The percentage of associates in the nation’s top 250 law firms was at its highest point that year, comprising more than 60 percent of the lawyers, Indiana University law professor William Henderson has found. Beginning in 2008, there have been fewer associates than partners in large firms.
Henderson discusses the issue in a monograph, in a post at the Legal Whiteboard and in an interview with Above the Law. “Large firms are not going extinct,” he writes at the Legal Whiteboard. “But as a matter of demographics, they are greying. If BigLaw were trading on the Nasdaq, the analysts would be very critical of this trend.”
The pyramid has been replaced by a diamond, Henderson says in the monograph, with “a relatively small number of entry-level associates, a growing bulge in the non-equity and counsel ranks, a sizable but largely invisible group of permanent staff attorneys, and a proportionately smaller equity class of partners who grow and control valuable client relationships.” In the short-term, the result is higher partner profits.
But Henderson sees the current leverage ratio as shortsighted and unsustainable in the long run. He cites a 2012 survey by American Lawyer Media in which 74 percent of managing partners forecast an increase in lateral hiring over the next five years, but only 15 percent foresaw hiring more first-year associates. “These numbers suggest that the market for lateral associates is in the process of thinning out,” he says, “and thus will not be a reliable source for high-quality legal talent.”

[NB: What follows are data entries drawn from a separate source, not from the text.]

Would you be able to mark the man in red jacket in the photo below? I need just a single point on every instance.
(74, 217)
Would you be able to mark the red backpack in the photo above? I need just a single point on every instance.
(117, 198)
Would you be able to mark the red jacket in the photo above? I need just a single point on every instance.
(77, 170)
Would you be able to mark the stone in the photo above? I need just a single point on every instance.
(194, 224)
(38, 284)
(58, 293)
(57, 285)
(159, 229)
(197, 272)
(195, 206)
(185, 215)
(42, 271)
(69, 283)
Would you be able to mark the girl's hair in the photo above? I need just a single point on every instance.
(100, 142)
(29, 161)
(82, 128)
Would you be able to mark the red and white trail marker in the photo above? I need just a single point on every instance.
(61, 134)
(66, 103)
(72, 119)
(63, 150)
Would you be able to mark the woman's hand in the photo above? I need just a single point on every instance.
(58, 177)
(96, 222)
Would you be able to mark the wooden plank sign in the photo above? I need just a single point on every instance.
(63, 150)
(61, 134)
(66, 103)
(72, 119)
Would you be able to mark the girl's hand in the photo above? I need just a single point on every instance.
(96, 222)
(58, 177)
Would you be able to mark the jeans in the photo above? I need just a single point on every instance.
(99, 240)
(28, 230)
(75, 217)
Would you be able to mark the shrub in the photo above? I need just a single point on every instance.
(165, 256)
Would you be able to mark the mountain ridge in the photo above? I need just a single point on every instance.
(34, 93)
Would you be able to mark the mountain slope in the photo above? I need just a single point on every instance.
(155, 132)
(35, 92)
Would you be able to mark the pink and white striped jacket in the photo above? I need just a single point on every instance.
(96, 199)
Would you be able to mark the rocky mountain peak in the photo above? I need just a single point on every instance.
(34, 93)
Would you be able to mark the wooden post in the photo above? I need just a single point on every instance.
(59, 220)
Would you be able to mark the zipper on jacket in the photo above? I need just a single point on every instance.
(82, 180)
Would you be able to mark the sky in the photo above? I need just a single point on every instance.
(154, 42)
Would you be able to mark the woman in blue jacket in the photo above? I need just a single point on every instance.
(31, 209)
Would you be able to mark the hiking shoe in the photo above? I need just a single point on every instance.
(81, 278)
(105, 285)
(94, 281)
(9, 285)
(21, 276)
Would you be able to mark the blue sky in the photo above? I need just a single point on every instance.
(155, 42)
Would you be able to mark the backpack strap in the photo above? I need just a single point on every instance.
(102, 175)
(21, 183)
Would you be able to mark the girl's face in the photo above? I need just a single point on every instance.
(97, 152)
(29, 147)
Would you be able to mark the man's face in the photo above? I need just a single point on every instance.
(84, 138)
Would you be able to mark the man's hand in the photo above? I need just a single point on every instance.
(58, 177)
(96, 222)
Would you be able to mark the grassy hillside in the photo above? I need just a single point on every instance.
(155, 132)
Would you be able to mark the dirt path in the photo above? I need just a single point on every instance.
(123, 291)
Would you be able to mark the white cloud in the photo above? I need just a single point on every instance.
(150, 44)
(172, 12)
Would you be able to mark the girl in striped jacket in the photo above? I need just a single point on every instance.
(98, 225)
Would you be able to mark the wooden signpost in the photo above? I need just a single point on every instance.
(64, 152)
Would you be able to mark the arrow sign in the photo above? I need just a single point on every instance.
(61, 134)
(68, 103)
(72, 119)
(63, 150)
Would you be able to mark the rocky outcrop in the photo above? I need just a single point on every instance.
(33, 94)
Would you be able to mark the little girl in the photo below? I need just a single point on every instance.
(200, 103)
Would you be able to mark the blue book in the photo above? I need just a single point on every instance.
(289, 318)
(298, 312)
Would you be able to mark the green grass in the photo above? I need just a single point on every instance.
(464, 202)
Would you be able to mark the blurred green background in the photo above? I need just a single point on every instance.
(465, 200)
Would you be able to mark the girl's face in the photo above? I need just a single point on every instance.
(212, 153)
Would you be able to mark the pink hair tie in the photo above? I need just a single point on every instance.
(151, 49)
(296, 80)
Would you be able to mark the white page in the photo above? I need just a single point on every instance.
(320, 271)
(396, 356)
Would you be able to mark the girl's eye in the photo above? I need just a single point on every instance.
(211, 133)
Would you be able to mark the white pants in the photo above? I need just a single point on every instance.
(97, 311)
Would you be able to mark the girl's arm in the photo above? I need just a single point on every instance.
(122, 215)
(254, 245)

Henderson tells Above the Law why law firms aren’t acting on the problem. Top law firms are so large, he says, that it is “essentially impossible to have a partnership meeting over firmwide strategy.” The partners in control of law firms are 55 to 60 years old, he adds, and they have little incentive to act. They enjoy peak earnings and they have enough clients to last until retirement.
“If the executive committee meets and formulates a long-term strategy that requires retention of current earnings to finance,” he tells Above the law,”the 55- to 60-year olds who essentially have to pay for it may leave the firm, leading to a Heller-Howrey-Dewey-type run on the bank.”